貯金

【現代日本昔ばなし40】貯金男

 むかしむかし、あるところに、ちょきんまんが いました。

ちょきんまんは、まんたんに なれば 100まんえん たまる 500えんだまの ちょきんばこに、こつこつと ちょきんを していました。

ねるまえに さいふの なかに 500えんだまが はいっていたら ちょきんばこに いれ いたのでした。

 

 あるとき、ちょきんまんが あるいていると、

「おい、かね だせ。」

と、かつあげに あいました。

ちょきんまんは こわかったのですが、こう いいました。

「500えんだまは かんべん してください。500えんだま ちょきんを しているんです。100まんえん ためたいんです。」

かつあげは いいました。

「100まんえん ためて なにを するんだ。」

ちょきんまんは いいました。

「ためることが もくてき なので とくに きめては いません。」

「うるせい。」

かつあげは、ちょきんまんを なぐり、500えんだま だけを うばって いきました。


 そんなことが ちょいちょい ありながらも 60ねん かけて、ちょきんまんは ちょきんばこを まんたんに しました。

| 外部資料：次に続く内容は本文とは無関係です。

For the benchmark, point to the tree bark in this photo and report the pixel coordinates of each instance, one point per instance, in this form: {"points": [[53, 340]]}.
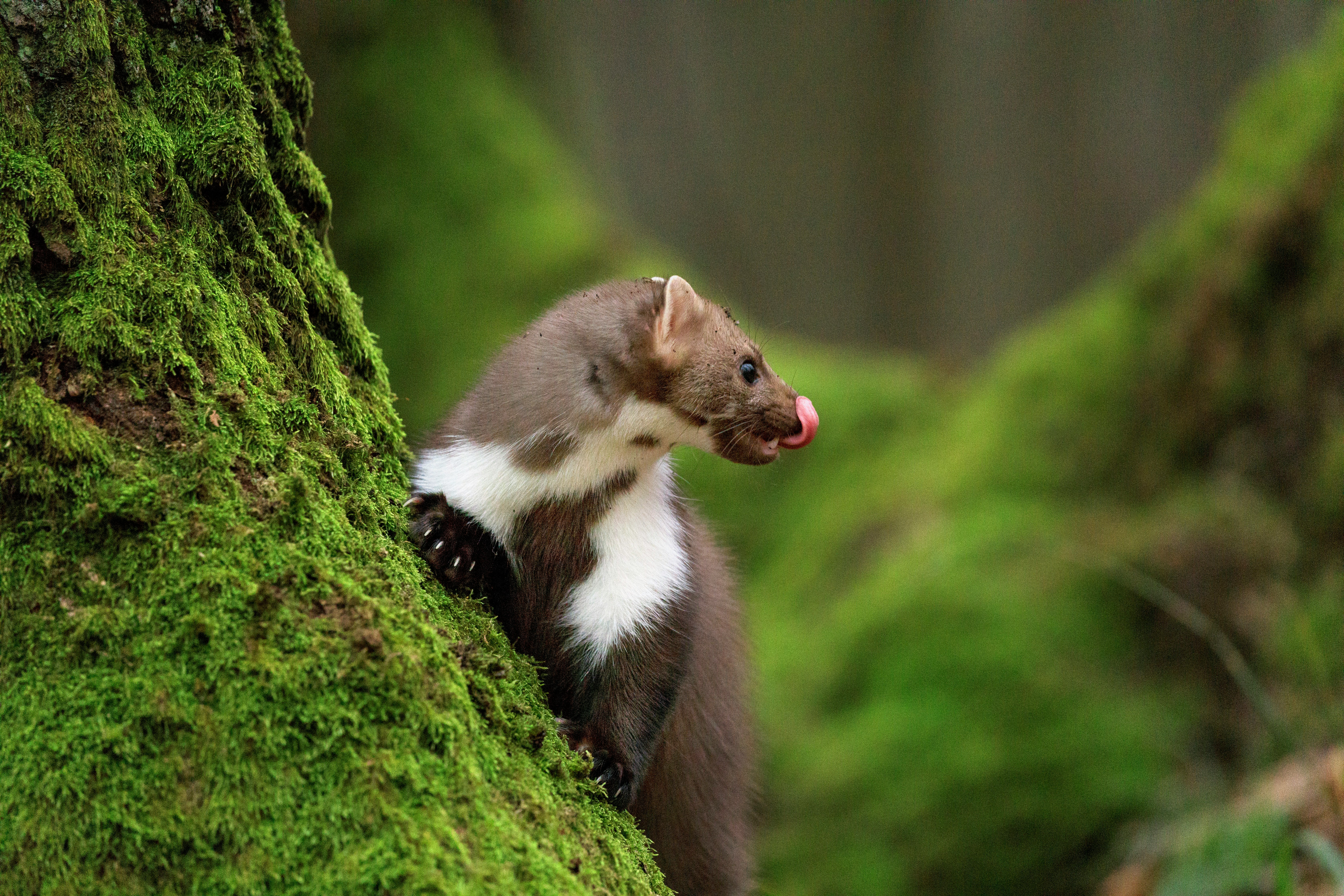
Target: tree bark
{"points": [[221, 666]]}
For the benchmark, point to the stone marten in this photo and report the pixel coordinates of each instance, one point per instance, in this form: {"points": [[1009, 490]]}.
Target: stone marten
{"points": [[550, 491]]}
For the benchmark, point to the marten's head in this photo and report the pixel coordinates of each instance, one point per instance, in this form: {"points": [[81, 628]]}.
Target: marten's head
{"points": [[718, 378]]}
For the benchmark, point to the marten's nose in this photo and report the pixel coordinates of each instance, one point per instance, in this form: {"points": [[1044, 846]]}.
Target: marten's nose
{"points": [[810, 420]]}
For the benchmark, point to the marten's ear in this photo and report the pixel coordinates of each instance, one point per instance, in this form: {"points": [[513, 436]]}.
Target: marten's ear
{"points": [[681, 315]]}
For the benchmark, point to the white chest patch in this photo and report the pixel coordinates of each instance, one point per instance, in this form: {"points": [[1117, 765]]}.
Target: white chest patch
{"points": [[642, 565]]}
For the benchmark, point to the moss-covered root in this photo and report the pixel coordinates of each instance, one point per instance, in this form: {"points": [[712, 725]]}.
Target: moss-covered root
{"points": [[221, 668]]}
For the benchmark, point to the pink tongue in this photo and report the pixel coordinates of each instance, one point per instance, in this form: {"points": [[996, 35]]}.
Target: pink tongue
{"points": [[810, 418]]}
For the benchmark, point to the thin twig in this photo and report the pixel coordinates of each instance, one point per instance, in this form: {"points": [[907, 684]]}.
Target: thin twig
{"points": [[1206, 629]]}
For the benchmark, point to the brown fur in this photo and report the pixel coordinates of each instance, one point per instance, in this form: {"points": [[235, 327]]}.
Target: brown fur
{"points": [[666, 713]]}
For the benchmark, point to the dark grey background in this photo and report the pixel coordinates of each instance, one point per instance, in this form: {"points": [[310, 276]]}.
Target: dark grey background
{"points": [[916, 175]]}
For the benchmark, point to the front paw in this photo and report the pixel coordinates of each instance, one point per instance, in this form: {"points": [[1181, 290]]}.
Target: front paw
{"points": [[458, 549]]}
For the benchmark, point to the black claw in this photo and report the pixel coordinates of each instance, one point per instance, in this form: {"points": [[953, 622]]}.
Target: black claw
{"points": [[463, 555], [613, 778]]}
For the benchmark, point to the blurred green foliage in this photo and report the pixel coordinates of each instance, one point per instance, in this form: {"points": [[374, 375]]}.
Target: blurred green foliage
{"points": [[956, 696]]}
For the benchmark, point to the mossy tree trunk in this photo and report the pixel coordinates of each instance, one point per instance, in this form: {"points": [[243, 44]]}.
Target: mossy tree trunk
{"points": [[221, 667]]}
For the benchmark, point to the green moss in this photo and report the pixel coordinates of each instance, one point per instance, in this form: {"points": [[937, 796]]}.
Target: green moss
{"points": [[455, 198], [221, 667], [956, 698]]}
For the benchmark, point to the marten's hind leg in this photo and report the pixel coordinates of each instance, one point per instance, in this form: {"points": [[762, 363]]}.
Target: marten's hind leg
{"points": [[697, 801]]}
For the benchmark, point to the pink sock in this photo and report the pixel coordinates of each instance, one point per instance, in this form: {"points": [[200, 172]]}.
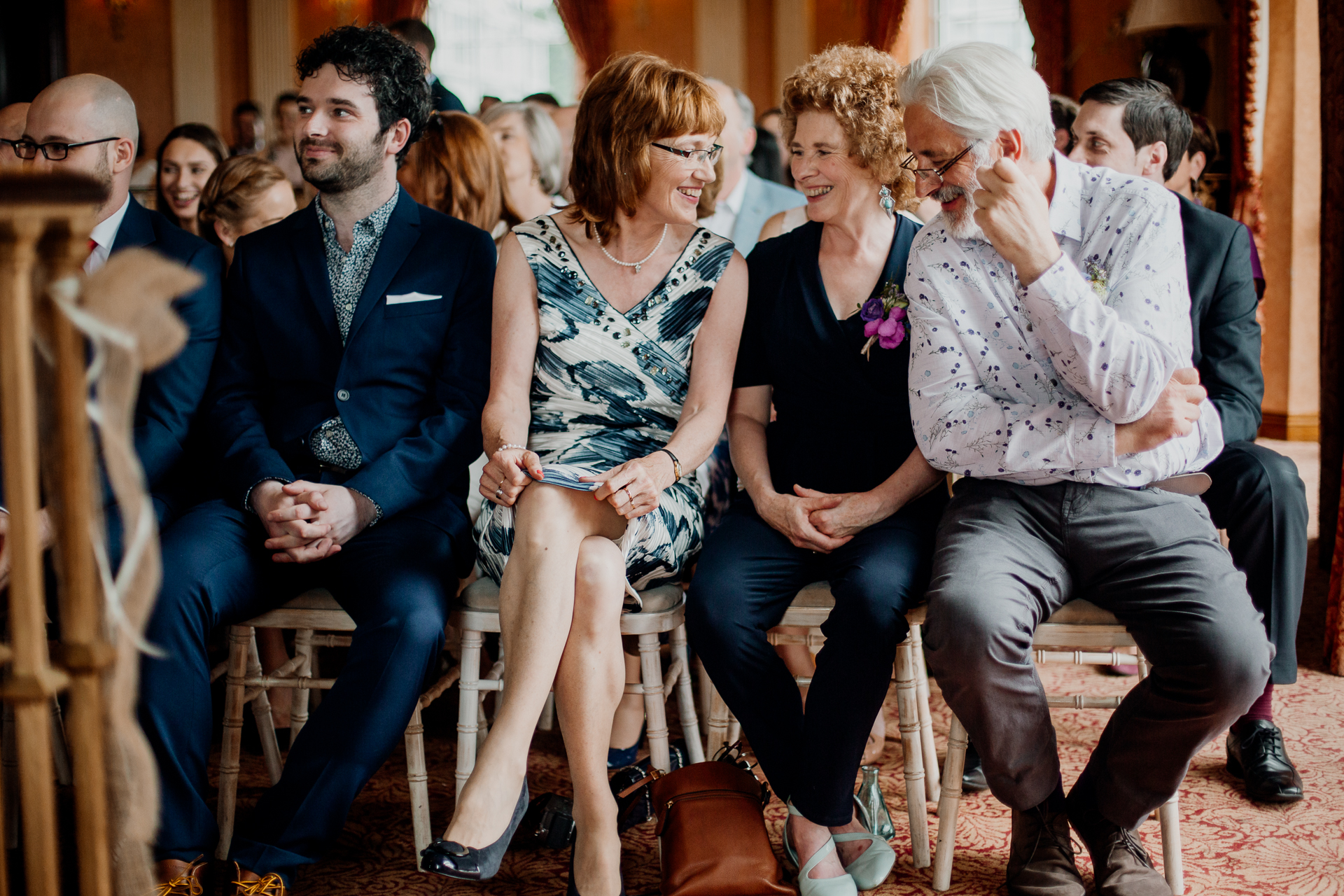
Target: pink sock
{"points": [[1262, 710]]}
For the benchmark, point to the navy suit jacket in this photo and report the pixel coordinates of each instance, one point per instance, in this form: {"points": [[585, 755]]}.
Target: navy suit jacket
{"points": [[409, 383], [1222, 309], [171, 396]]}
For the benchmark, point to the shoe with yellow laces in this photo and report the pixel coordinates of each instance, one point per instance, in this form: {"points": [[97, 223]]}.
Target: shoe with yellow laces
{"points": [[188, 883], [269, 884]]}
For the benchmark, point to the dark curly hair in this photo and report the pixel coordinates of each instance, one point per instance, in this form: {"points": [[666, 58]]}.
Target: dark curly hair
{"points": [[378, 58]]}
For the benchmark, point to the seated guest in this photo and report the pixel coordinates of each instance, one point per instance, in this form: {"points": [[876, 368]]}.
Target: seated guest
{"points": [[1132, 125], [743, 200], [457, 171], [343, 463], [187, 156], [1051, 365], [244, 195], [597, 312], [530, 144], [419, 35], [832, 484]]}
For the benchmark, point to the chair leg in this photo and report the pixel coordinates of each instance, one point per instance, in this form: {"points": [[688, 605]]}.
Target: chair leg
{"points": [[417, 777], [717, 732], [299, 708], [468, 706], [909, 715], [686, 697], [926, 742], [239, 637], [261, 713], [1168, 816], [655, 713], [949, 804]]}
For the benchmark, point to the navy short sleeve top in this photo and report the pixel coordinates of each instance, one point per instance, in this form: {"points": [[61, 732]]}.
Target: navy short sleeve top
{"points": [[841, 419]]}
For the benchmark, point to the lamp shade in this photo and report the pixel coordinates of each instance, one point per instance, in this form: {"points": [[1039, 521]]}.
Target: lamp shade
{"points": [[1155, 15]]}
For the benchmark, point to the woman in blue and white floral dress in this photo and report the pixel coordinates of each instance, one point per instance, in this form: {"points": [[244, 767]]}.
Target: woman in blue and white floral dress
{"points": [[596, 422]]}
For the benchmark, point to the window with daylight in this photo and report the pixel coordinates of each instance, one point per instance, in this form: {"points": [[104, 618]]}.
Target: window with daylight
{"points": [[507, 49], [1000, 22]]}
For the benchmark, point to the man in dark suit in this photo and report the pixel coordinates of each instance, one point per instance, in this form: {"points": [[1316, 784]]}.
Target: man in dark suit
{"points": [[1135, 127], [346, 405], [86, 124], [419, 35]]}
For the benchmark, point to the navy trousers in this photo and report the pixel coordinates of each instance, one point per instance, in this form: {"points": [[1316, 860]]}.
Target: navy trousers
{"points": [[1259, 498], [746, 578], [394, 580]]}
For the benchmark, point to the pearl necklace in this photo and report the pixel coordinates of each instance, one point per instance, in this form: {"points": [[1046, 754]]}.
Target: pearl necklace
{"points": [[641, 262]]}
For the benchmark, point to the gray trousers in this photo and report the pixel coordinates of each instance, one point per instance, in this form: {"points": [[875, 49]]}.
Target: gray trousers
{"points": [[1009, 555]]}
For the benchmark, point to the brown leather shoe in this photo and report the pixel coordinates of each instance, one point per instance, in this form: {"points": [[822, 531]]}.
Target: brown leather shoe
{"points": [[181, 879], [1042, 856], [269, 884], [1121, 865]]}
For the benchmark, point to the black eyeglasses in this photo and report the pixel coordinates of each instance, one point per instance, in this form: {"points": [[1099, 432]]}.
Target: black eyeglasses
{"points": [[929, 174], [696, 156], [52, 152]]}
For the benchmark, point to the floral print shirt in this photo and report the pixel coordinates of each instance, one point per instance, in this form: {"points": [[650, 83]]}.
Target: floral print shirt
{"points": [[1027, 383]]}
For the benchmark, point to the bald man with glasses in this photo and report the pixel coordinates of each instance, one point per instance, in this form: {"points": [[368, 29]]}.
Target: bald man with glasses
{"points": [[86, 125]]}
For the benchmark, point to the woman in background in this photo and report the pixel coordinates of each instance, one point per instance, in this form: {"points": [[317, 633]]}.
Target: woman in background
{"points": [[187, 156], [244, 195], [456, 169], [530, 144]]}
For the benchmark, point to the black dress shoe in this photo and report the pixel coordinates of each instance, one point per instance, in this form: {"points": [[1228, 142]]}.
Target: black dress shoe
{"points": [[974, 774], [574, 891], [1256, 754], [465, 862]]}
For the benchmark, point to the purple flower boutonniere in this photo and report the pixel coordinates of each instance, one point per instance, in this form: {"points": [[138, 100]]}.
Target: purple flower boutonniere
{"points": [[885, 318]]}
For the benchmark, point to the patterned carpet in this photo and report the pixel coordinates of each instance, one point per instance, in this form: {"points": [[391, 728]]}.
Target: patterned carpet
{"points": [[1231, 846]]}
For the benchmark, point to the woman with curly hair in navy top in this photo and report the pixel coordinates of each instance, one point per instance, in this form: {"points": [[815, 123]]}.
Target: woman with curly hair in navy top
{"points": [[594, 426], [835, 486]]}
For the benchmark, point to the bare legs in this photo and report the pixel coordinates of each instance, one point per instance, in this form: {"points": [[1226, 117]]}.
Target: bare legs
{"points": [[559, 620]]}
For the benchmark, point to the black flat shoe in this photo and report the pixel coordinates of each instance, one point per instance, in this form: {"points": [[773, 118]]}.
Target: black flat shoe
{"points": [[974, 773], [574, 891], [464, 862], [1256, 754]]}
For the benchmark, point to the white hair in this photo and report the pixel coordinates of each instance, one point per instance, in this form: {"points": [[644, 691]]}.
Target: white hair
{"points": [[981, 89], [543, 139]]}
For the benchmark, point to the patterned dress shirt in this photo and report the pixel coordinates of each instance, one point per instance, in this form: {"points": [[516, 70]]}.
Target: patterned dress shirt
{"points": [[347, 272], [1027, 383]]}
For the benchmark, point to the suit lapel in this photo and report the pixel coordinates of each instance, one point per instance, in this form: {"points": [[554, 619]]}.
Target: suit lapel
{"points": [[311, 254], [398, 239], [136, 229]]}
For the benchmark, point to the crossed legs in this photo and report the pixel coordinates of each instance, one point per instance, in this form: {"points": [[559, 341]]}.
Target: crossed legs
{"points": [[559, 624]]}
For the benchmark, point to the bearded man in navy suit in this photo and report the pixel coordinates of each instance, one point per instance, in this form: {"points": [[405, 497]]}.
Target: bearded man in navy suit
{"points": [[86, 125], [346, 409]]}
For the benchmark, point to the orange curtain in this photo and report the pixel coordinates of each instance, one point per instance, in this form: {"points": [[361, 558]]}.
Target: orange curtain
{"points": [[883, 23], [589, 24], [1049, 23]]}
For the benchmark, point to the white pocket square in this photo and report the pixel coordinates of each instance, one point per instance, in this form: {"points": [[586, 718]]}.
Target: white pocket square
{"points": [[410, 298]]}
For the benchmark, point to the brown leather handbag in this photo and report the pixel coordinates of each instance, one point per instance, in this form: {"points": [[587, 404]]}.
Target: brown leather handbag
{"points": [[711, 832]]}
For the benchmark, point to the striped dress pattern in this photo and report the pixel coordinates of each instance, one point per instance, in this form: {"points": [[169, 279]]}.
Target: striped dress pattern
{"points": [[609, 387]]}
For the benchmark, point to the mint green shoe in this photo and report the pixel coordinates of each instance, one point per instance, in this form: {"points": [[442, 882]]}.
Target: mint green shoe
{"points": [[843, 886]]}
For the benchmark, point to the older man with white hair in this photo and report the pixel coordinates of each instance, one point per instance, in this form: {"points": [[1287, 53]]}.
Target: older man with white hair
{"points": [[1051, 367]]}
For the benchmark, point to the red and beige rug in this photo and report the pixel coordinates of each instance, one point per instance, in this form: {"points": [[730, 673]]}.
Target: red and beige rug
{"points": [[1231, 846]]}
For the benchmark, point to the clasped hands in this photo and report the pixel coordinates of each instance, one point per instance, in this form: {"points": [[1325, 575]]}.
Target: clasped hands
{"points": [[820, 522], [309, 522], [632, 488]]}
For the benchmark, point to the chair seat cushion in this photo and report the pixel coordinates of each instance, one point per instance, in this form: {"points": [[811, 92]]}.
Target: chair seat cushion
{"points": [[484, 594], [1079, 612]]}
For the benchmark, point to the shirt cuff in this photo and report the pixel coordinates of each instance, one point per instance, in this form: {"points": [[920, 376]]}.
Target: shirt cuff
{"points": [[253, 488], [378, 510]]}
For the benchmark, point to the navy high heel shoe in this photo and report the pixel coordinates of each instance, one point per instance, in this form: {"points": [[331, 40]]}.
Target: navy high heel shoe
{"points": [[464, 862]]}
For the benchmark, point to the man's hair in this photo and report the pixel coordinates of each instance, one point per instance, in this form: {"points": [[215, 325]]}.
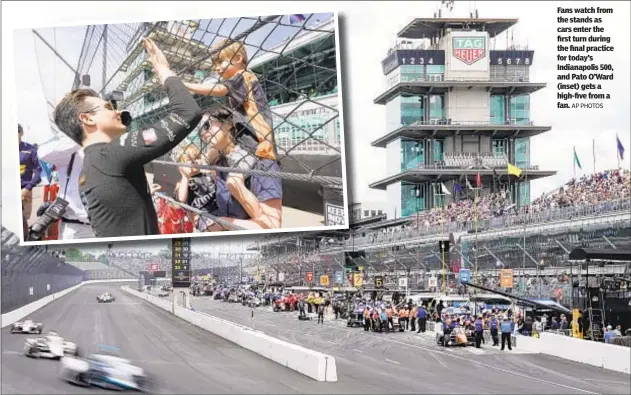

もう ちょきんばこの くちには 1まいも 500えんだまは はいりません。

ちょきんばこは ものすごい おもさです。

このしゅんかんの ために ちょきんまんは すべてを ぎせいに してきたのでした。

「よーし。」

わくわく しながら、ちょきんまんが ちょきんばこを もちあげたとき、

「ざーーーーー。」

ちょきんばこの そこが ぬけたのです。

500えんだまが あたり いちめんに とびちります。

「ああ、 ひろい あつめなければ。」

そのとき、

ぐらぐらぐらぐらぐらぐら

だいじしん です。

おじいさんと なった ちょきんまんは いのち かながら にげだしました。

ちょきんまんの いえは つぶれて しましました。

ちょきん するために いえを たいしん ほきょう して なかった からです。

「あーあ。」

ちょきんまんは がっかりしました。


 しかし、それとどうじに、いきるよろこびを しりました。

そして、 よせいを しあわせに くらしましたとさ。

めでたしめでたし。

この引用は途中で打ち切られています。